QRB Qual Rev Bull. 1990 Jun;16(6):202-8. doi: 10.1016/s0097-5990(16)30366-9.
The 1990s will be a critical decade for medical technology. An irresistible force (an aging population that requires more medical care) will meet an immovable object (limited resources). Technology will be the centerpiece of debates about the efficiency and efficacy of the health system in the United States, which currently has the best medical technology in the world and the highest medical costs, with much of the cost attributable to technology. Faced with the possibilities of maintaining our current health system, or going to other systems (Medical Break-throughs, Reregulation, or a National Health System), the United States needs a national health policy that cost-effectively raises health levels for all people. Technology can be the strong point of such a system. However, we must plan for and manage technology effectively. If managed care is unsuccessful in holding health inflation to below 10%, more radical solutions to the ethical issues involving the cost and availability of technology become increasingly necessary.

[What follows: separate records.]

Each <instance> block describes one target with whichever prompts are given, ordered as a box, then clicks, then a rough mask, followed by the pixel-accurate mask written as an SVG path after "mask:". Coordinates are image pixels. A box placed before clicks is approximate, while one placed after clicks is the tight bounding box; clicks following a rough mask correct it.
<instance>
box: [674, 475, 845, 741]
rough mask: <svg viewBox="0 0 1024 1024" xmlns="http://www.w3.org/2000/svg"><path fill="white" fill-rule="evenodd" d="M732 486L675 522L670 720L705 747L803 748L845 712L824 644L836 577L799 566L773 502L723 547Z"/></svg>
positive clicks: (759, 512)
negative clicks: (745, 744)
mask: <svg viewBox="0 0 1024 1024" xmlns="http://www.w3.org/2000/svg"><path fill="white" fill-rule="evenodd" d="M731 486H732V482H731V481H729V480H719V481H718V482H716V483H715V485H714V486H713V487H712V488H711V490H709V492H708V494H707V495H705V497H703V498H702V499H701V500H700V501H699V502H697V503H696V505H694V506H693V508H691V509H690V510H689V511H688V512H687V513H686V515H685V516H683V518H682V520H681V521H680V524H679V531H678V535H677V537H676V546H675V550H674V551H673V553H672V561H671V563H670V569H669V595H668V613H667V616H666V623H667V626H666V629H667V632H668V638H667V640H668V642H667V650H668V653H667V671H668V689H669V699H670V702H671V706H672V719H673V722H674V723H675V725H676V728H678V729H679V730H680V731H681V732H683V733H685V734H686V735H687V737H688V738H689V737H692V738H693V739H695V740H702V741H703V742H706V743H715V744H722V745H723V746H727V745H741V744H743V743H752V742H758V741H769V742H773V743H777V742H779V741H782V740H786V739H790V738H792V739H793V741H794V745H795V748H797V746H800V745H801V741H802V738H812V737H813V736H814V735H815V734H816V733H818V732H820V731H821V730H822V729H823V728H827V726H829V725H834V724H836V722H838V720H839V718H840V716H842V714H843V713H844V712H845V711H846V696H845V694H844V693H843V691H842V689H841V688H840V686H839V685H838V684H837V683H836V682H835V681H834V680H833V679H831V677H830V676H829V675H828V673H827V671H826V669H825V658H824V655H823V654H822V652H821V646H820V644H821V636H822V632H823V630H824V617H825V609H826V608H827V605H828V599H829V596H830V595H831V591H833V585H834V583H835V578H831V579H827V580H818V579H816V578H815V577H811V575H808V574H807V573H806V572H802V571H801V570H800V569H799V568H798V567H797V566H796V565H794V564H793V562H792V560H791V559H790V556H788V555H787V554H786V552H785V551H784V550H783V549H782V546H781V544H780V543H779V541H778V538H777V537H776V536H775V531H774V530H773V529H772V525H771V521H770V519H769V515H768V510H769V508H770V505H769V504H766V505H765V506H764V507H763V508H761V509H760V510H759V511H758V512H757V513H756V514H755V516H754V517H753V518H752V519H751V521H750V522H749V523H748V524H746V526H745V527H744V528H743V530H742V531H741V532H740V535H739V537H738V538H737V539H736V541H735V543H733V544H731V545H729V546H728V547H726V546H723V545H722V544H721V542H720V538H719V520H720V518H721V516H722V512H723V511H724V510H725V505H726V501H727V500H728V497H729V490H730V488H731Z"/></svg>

20世纪90年代将是医疗技术发展的关键十年。一股不可阻挡的力量(老龄化人口需要更多医疗护理)将遭遇一个不可动摇的物体(资源有限)。技术将成为美国卫生系统效率和效力辩论的核心,美国目前拥有世界上最先进的医疗技术和最高的医疗成本,其中很大一部分成本归因于技术。面对维持现有卫生系统或转向其他系统(医疗突破、重新监管或国家卫生系统)的可能性,美国需要一项具有成本效益的国家卫生政策,以提高所有人的健康水平。技术可以成为这样一个系统的优势所在。然而,我们必须有效地规划和管理技术。如果管理式医疗在将医疗费用通胀控制在10%以下方面不成功,那么就越来越有必要对涉及技术成本和可得性的伦理问题采取更激进的解决方案。